The venue for the evening of Dewar’s Whisky Academy was Cantaloupe, one of the restaurants of Troika Sky Dining. This affords the advantage of a contemplative view of the KL skyline, as well as the opportunity to avail oneself to the delectable contemporary European cuisine. Each of the courses was carefully paired with complementary cocktails – based on Dewar’s whisky, of course, because that is what the guests were here to taste.
Dewar’s is admittedly not as widely known in this region as it perhaps should be; this despite the fact that it is the number one blended whisky in the US, and is a holder of the British Royal Warrant. John Dewar and Sons was founded in Scotland in 1846, and was one of the first companies that ever offered blended whisky. Throughout its early history, it was very much a family business; their Celtic knot logo reflects this, consisting as it does of three interlocking Ds – one John Dewar himself, and one for each of his sons, Tommy and John Alexander.
The tasting session proper began with guests being reminded of the basic principles of whisky tasting; in particular, to pay close attention to one’s nose. In fact, Dewar’s Master Blender Stephanie Macleod exclusively uses her nose in assembling her concoctions.

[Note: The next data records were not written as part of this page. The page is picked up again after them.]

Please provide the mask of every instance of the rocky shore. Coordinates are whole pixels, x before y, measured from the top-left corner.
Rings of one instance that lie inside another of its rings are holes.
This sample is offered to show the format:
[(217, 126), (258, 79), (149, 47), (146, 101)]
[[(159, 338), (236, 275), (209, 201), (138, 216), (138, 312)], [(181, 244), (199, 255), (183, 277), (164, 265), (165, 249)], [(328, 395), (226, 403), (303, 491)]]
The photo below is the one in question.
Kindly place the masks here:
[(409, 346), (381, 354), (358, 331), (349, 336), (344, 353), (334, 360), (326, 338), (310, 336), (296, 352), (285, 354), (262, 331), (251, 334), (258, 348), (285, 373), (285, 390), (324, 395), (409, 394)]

The Dewar’s lineup consists of three, standing proud with age statements: the 12-year (RM210), 15-year (RM268) and 18-year (RM355). Immediately apparent throughout the range is a distinct, bright sweetness; it is light and honey-like rather than thick and heavy, and does not linger. A mild but noticeable, rounded peat lends a hint of muscle, as does the whiff of smoke. All three also make for remarkably friendly drams – this is no surprise, as Dewar’s prides itself on double-aging its whisky. This process goes the extra mile to ensure smoothness; it consists of an extra six-month barrel-aging period, undertaken after being blended and just before being bottled.
These base qualities are immediately apparent in the 12-year, in a clean and lively fashion. The 15 takes those elements and adds a layer of fruity richness and complexity. The 18-year does the same, but in a bolder, fuller expression; it is the most intricate and layered of the three, but never loses its creamy and lengthy finish.